The word that is being tossed to GM dealers is that this is to be able to address the supply and demand with their cars. Since they have so many dealers in the same area their cars are constantly sold for less because of the competition. "No longer will customers be able to shop for the same car at four places within fifteen minutes of each other" was the word from Mark Laneve. Plus the twenty percent of the dealerships that are losing franchises account for only seven percent of GM sales. So these are the lots that are taking co-op money and and floor plan credits without moving inventory. The dealerships that are doing business would upgrade their facilities more picking up the cars that the lesser dealers were selling. They believe this also puts a fear factor into making sure CSI scores are higher because people don't want to lose their franchise over bad CSI. But that is GM's thinking as to how they could sell more cars with less dealers
I still like the analogy someone said... 'its like McDonalds closing 800 independently run restaurants to sell more hamburgers"
But wait the McDonalds doesn't make their money franchise fees, their empire is built on the land underneath... yes the #2 largest real estate owner in the world.

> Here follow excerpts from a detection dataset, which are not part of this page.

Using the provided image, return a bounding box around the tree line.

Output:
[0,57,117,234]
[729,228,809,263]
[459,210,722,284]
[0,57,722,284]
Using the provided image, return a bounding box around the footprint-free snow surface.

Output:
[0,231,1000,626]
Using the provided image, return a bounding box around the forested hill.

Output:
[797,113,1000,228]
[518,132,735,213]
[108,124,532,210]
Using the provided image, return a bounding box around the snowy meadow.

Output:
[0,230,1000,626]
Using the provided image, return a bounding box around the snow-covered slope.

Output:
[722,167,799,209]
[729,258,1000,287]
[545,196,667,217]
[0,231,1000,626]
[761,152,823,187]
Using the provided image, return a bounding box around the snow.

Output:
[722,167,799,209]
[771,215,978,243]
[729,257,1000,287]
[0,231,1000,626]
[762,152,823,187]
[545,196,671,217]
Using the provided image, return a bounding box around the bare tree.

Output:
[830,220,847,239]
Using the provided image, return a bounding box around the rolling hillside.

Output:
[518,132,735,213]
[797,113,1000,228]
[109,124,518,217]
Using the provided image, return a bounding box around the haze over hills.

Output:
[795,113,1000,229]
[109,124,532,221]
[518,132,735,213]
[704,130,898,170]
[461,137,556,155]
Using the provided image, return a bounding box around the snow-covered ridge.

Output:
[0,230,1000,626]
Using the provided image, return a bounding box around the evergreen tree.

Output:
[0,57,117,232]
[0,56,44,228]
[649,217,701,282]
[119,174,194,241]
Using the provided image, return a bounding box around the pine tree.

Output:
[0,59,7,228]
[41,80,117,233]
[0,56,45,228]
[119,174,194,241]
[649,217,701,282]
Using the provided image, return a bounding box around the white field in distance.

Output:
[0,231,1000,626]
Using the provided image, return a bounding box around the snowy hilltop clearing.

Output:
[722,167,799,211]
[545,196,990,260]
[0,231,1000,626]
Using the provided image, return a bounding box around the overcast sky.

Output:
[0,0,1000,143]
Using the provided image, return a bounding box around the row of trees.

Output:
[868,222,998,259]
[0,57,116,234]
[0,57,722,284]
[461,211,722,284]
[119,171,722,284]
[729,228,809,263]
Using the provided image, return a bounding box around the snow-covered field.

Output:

Even the Ray Kroc who implemented HENRY FORD's assembly line and method of standardization... in the 50s... should have given any AUTO MANUFACTURER some great ideas over the years.

Ultimately now GM wants to mimic Honda and Toyota in dealer base and vehicle value (Strength) because they believe the excessive dealers have diluted the values, not the injection of their vehicles in fleet and rental companies. Or the fact that literally every car they made from mid 70s to early 90s was mechanically challenged.

Toyota and Honda grew because they did small things,intentionally, very very well and always kept their eye on the ball. That consistency led to stronger confidence in the brand. they knew what they were and didnt try to be something they are not. (until late)

Look at Ford right now, they in the same town, same class but different decisions in the last 24 months. Was it a $10 billion loss on assets to revalue all there assets a year ago before the bubble burst?

Yes and they were ready to roll their new products and plowed through as if nothing has been compromised with Nov 08 F150 launch, pushed and pushed it and had to fire up the second shift with in 30 days because THE PRODUCT WAS THAT GOOD that it created demand for the truck. They didnt have to terminate any dealers to create demand for it. I am pretty certain they are not planning to close any more.

I do applaud GM for not dropping the HOT or NOT dealer list into the publics hands, if anything, maybe these dealers can have the opportunity to transition their customers to another franchise with some dignity. This is my focus to help my dealers do this.
I had the exact same conversation about this with my wife last night. I told her I must be missing something since I have never been a dealer but why doesn't the manufacturer just take care of their own business, produce less cars based on the market demand, and the dealers that can survive will and the ones that can't will not.

I guess the manufacturers are losing money based on how many dealers are in business. I just never realized that is how the dealer agreements were written.
I believe that GM will begin to put enormous pressure on the remaining dealers when this is all settled to upgrade facilites and invest heavily in brick and mortar. They presently cannot ask dealers to do this for two reasons, one, we are not making enough of an ROI to substantiate such an investment and two because of the over dealing of their franchises. I also believe that GM will declare bankruptcy on June 1st and this was just laying the foundation for that step. There is a cost to GM to support a dealership and it has proven out that just having a large retail network does not translate into sales. I would assume that GM's internal viability plan has very well capitalized/profitable stores that will have to meet very stringent corporate requirments, and this move will give them levergae to accomplish that.
What are examples of costs the manufacturer have in supporting the large dealer network? Just curious, I like many believed in was null.